I went to a major electronics store and out or twenty different brands of small electronics tools, only ONE of them had a 1.3mm allen bit.

They tell you to Tighten the screws HAND TIGHT only- like screwing on a pen cap.
But the damn things are WAY tighter than that.

So I backed mine off and then retightened them to hand tight.

You want to be carefull with the operation because you are practically laying the wrench on the glass window for the laser… so they ask you to cover the entire window with a lens cleaning cloth.

So last night I ran my first print since doing this and it printed perfectly without error… but then again, I have had ONE OTHER print run perfectly despite the error problem,… Plus it was a new tank and Different resin- the clear resin, so I do not yet know if this solved the problem long term or if it was a problem only associated with the durable resin.

Hopefully, it solves it.

But, again, all the tips on the support FAQs center around operator error… when this is clearly a component or assembly error on formlab’s part.

it perhaps appeared in get worse with a firmware update to prevent overfill problems… but that, again indicates that the sensor they installed is simply not ideal.

I am going to ignore the rotating the tank thing, and stop combing my resin… the resin level sensor needs to WORK, as advertised.

I’ll report back on future prints in regards to whether the screw adjustment worked,

The printer is getting the RESIN up to temperature… but all it does is heat the resin, it does not heat the entire machine.
The temperature of the room/cabinet IS a consideration, because a very cold cabinet will take a lot longer to heat the resin… but more importantly , it causes metal parts to contract. And the material the sensor is made out of, itself, might have a different response based upon temperature.
A very hot room means the resin might already be hotter than is ideal… but more to the point it causes metal parts to expand- which in the case of a cracked solder joint, or loosely fitting coupling, could cause the loss of ground to the senor resulting in signal noise, like a turntable pickup that is not properly grounded induces a hum.

The specs on the Form2 specify a very narrow range of temperatures for the environment in which the machine is running,

okay- so far I have been running prints non-stop since I loosened and re-tightened the sensor ground screws.

I had a 10 hour print run without resin sensor error- and I am 10 hours into a 20 hour print without a single resin sensor error.
This is the longest i have been able to get the printer to run without pausing.
This is more like the machine I thought I was buying.

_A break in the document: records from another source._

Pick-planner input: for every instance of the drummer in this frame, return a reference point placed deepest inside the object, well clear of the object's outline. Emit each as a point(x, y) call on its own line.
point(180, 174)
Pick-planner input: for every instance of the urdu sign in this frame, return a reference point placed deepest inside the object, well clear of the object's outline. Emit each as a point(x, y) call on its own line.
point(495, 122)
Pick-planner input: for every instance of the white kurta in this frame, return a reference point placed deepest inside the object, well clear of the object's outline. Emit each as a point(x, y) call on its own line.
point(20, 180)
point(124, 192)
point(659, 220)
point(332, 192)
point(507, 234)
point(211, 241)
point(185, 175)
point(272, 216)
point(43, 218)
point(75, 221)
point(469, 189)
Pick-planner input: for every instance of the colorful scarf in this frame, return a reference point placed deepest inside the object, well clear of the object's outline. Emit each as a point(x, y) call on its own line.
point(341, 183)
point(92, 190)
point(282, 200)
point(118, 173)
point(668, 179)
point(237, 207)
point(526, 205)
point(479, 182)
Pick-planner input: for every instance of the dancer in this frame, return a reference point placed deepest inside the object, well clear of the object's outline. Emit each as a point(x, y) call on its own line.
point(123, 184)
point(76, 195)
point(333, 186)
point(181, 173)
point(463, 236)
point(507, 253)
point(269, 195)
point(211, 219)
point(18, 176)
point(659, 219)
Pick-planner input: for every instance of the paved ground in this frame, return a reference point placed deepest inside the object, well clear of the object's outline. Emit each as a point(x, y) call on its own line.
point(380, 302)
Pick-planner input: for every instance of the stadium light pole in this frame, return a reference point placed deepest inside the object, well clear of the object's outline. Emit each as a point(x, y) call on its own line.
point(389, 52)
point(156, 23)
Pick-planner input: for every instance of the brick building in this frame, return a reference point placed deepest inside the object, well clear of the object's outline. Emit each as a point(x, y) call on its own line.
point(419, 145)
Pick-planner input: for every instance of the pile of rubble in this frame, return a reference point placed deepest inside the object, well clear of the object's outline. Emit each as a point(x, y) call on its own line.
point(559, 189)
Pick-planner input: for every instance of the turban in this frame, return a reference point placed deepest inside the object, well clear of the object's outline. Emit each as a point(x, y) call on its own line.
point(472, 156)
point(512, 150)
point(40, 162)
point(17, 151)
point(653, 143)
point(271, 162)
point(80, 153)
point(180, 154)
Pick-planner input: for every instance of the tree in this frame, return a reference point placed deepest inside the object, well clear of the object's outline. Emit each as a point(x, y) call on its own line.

So For those still having the issue, try the above linked screw adjustment… but be prepared to first have to loosen the screws and then re-tighten them with less torque than they already have.

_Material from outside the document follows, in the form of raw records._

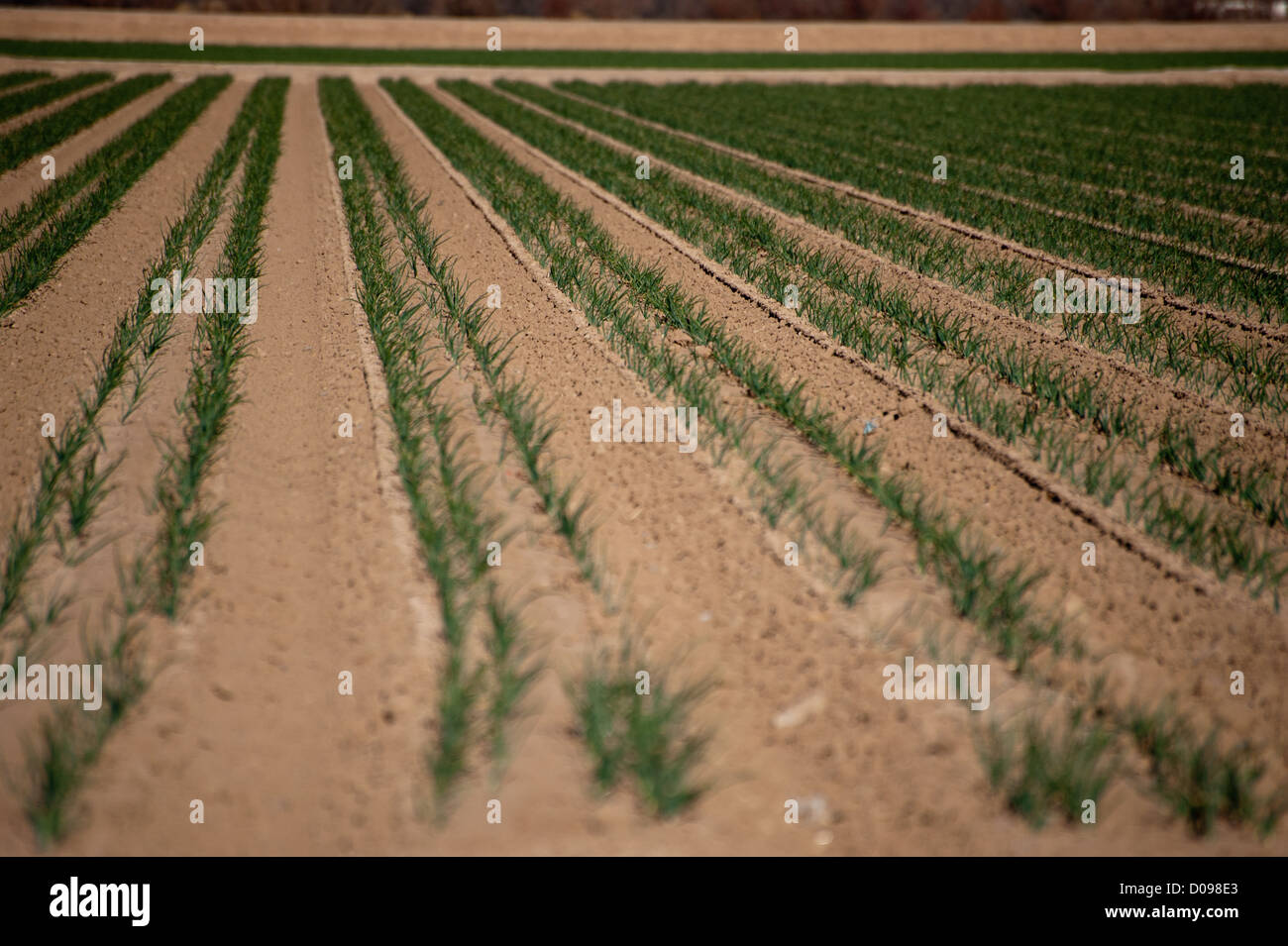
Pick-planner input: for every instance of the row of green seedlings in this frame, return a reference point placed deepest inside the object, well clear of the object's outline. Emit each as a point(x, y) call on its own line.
point(1205, 233)
point(11, 80)
point(1196, 172)
point(68, 478)
point(751, 245)
point(117, 166)
point(652, 739)
point(446, 491)
point(982, 587)
point(27, 99)
point(20, 222)
point(42, 134)
point(1202, 357)
point(737, 116)
point(69, 742)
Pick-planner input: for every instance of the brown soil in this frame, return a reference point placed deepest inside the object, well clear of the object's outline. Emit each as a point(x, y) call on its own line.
point(1207, 628)
point(441, 33)
point(313, 567)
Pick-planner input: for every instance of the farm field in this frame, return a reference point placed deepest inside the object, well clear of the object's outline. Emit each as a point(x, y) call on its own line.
point(516, 464)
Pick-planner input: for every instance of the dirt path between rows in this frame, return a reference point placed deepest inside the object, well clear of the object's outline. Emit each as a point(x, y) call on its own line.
point(864, 631)
point(432, 73)
point(1172, 627)
point(303, 579)
point(24, 181)
point(700, 37)
point(51, 344)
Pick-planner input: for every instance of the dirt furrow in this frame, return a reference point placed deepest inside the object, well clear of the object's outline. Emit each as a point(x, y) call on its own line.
point(1154, 398)
point(53, 339)
point(867, 632)
point(1000, 245)
point(303, 580)
point(24, 181)
point(1175, 627)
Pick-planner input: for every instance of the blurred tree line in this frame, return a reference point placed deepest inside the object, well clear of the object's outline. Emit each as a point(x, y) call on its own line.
point(704, 9)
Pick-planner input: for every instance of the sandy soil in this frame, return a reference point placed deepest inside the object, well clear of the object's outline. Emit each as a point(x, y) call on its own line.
point(313, 567)
point(433, 33)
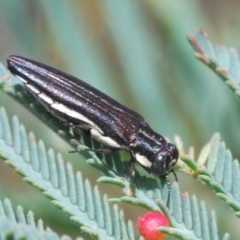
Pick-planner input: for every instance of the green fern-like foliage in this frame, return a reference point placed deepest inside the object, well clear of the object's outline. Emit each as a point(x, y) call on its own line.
point(17, 225)
point(83, 203)
point(223, 61)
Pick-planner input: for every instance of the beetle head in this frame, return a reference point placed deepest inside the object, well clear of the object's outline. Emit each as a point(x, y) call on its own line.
point(165, 160)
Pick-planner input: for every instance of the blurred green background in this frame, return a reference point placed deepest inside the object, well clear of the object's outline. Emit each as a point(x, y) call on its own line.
point(136, 52)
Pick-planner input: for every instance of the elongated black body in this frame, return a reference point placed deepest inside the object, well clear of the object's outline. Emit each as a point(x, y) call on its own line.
point(86, 108)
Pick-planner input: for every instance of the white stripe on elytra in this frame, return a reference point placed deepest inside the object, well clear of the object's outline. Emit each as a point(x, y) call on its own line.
point(21, 79)
point(71, 113)
point(103, 139)
point(32, 88)
point(143, 160)
point(45, 98)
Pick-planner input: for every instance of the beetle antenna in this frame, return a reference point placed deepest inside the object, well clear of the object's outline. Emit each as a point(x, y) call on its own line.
point(175, 176)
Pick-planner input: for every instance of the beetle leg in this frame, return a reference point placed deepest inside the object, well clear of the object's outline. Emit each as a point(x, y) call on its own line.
point(131, 167)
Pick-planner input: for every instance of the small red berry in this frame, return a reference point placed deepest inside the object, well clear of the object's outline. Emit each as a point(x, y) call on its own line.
point(148, 224)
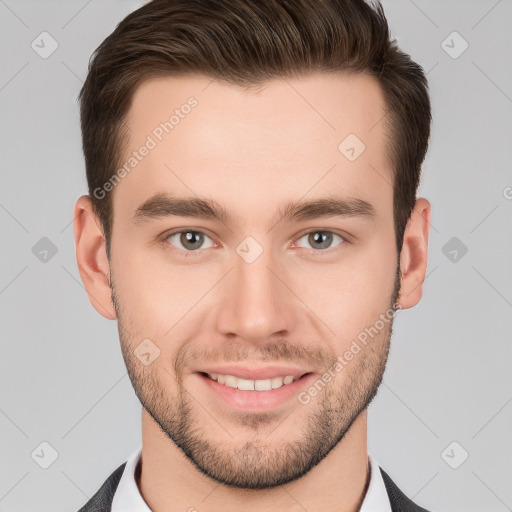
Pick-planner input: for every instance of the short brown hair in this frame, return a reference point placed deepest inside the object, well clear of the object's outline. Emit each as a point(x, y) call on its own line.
point(246, 42)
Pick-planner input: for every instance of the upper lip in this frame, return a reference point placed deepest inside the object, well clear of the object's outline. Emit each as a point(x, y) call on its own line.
point(262, 373)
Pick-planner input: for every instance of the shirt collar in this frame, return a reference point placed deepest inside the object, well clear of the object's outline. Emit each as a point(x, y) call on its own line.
point(127, 497)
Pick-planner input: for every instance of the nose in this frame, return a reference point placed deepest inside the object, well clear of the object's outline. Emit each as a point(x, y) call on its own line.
point(256, 303)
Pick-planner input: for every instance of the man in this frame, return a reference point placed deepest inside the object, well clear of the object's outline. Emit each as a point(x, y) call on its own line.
point(253, 226)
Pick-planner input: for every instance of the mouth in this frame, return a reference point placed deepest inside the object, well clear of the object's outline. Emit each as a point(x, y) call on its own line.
point(255, 395)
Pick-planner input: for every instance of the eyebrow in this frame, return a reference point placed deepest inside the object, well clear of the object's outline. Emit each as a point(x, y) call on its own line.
point(164, 205)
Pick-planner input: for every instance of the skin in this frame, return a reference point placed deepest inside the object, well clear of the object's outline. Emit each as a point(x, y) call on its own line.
point(253, 151)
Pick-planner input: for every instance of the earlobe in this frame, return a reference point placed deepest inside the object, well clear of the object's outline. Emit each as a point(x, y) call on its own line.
point(414, 255)
point(91, 257)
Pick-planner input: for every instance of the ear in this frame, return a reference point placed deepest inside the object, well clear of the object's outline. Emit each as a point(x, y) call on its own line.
point(91, 257)
point(413, 257)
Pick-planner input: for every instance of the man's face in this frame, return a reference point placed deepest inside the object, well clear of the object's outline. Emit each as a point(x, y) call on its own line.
point(297, 292)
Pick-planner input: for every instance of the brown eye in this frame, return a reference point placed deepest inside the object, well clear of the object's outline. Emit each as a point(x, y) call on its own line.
point(321, 240)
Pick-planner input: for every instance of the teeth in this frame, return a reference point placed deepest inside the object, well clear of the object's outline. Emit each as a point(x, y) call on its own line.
point(253, 385)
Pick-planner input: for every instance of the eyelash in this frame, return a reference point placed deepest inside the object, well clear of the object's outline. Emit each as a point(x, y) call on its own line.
point(198, 252)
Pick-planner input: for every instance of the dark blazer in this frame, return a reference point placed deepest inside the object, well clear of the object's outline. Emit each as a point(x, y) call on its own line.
point(102, 500)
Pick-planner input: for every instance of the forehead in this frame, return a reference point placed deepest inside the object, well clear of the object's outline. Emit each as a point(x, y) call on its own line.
point(256, 148)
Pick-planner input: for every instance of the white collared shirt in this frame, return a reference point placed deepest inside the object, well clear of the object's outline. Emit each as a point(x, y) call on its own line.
point(127, 497)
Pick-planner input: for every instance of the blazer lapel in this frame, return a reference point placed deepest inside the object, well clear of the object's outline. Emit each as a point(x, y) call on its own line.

I wish I had more Durable resin because I have this nagging fear that the more viscous resins may be harder for the sensor to read… and I would like to rule out that the problem only went away because I am running Clear resin.

but thus far… I am encouraged.

I have a well ventilated area around the printer, no EMI sounds but I keep getting the resin sensor error again and again. Support have sent two different tanks to replace and I have sanded and cleaned all of the sensors but I have no idea why the problem keeps persisting. Sometimes it can go a whole print through several hours and be fine, then I try a new print and the resin tank is suddenly ‘missing’. What the heck is going on??